Sri Lanka’s last judicial execution was in 1976, forty-three long years ago. The resumption of the death penalty is facing multiple legal challenges before Sri Lanka’s superior courts and the lawyers will doubt make the legal case, according to their briefs. However, this article seeks to examine the public policy, socio-political and national interests’ aspects of resuming judicial executions in Sri Lanka.
In the case of Prime Minister Wickremesinghe, it was his uncle and a previous UNP president JR Jayewardene who introduced the indefinite moratorium on judicial executions in Sri Lanka and in the case of opposition leader Mahinda Rajapaksa, during his own two terms as president, one of them during the final stages of a brutal civil war, the death penalty was not reintroduced, even as a law and order measure or tool of state policy.
Religious leaders of all faiths have opposed the reintroduction of the death penalty and have taken their case before the superior courts, many religious leaders being among the petitioners / appellants in superior court proceedings against the issue. Many Journalists, civil society activists and think tanks have also opposed reintroducing the death penalty.
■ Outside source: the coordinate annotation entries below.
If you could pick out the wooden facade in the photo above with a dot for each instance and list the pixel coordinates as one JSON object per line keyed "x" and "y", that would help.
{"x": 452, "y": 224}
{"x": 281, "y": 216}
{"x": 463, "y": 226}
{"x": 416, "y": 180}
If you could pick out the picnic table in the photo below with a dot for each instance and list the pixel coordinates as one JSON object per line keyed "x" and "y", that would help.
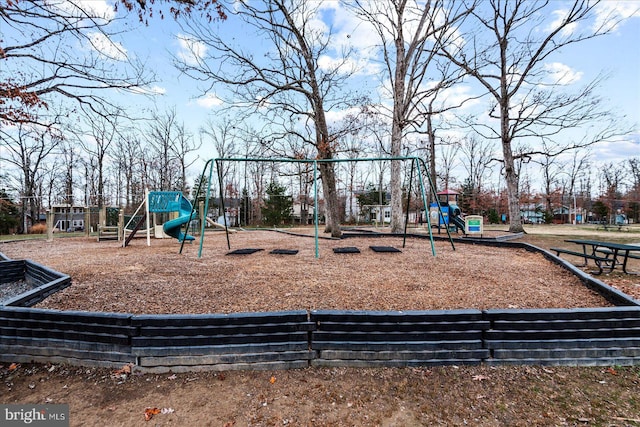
{"x": 607, "y": 255}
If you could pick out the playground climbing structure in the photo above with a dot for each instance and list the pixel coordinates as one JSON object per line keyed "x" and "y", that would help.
{"x": 165, "y": 202}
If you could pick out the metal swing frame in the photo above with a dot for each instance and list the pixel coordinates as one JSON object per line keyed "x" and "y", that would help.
{"x": 416, "y": 163}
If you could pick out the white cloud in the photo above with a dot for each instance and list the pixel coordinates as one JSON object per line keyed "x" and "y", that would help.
{"x": 210, "y": 100}
{"x": 83, "y": 8}
{"x": 562, "y": 74}
{"x": 107, "y": 47}
{"x": 153, "y": 90}
{"x": 610, "y": 14}
{"x": 191, "y": 51}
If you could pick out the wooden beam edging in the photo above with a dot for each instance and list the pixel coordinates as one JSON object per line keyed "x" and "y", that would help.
{"x": 299, "y": 339}
{"x": 45, "y": 281}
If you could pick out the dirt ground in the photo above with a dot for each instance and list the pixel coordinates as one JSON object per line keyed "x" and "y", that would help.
{"x": 159, "y": 280}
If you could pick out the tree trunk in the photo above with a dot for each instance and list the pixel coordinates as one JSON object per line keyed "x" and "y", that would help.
{"x": 397, "y": 217}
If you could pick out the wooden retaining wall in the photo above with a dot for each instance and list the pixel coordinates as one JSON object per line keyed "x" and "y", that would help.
{"x": 297, "y": 339}
{"x": 222, "y": 341}
{"x": 594, "y": 336}
{"x": 287, "y": 340}
{"x": 412, "y": 338}
{"x": 44, "y": 281}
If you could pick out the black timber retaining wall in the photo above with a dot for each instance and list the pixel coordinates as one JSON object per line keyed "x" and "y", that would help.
{"x": 277, "y": 340}
{"x": 43, "y": 280}
{"x": 295, "y": 339}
As numerous research and empirical data demonstrates, there is absolutely no correlation between the existence of the death penalty and reduced crime rates. In fact, on the contrary some of the countries with capital punishment have much higher crime rates than countries which do not. As an example, the United States is one of the few Western democracies to still implement the death penalty, but it has a significantly higher crime rate and higher rates of incarceration or per capita prison population than say the Western European countries which have all abolished the death penalty.
President Maithripala Sirisena, as he approaches the end of his presidential term and very likely seeing the end of his period as first citizen, would be well advised to reconsider his headlong dash down the path of reintroducing the death penalty. He will be remembered for many things, including being the first challenger to electorally defeat an incumbent president and for the rainbow coalition he led to victory in 2015. The early gains of his presidency are not insignificant though perhaps overshadowed now by his own political makeover in seeking the political mantle of the Rajapaksa’s he defeated five years ago. But to leave a legacy of tarnishing one of Sri Lanka’s few gains in human rights in the past half century would be unwise and best avoided.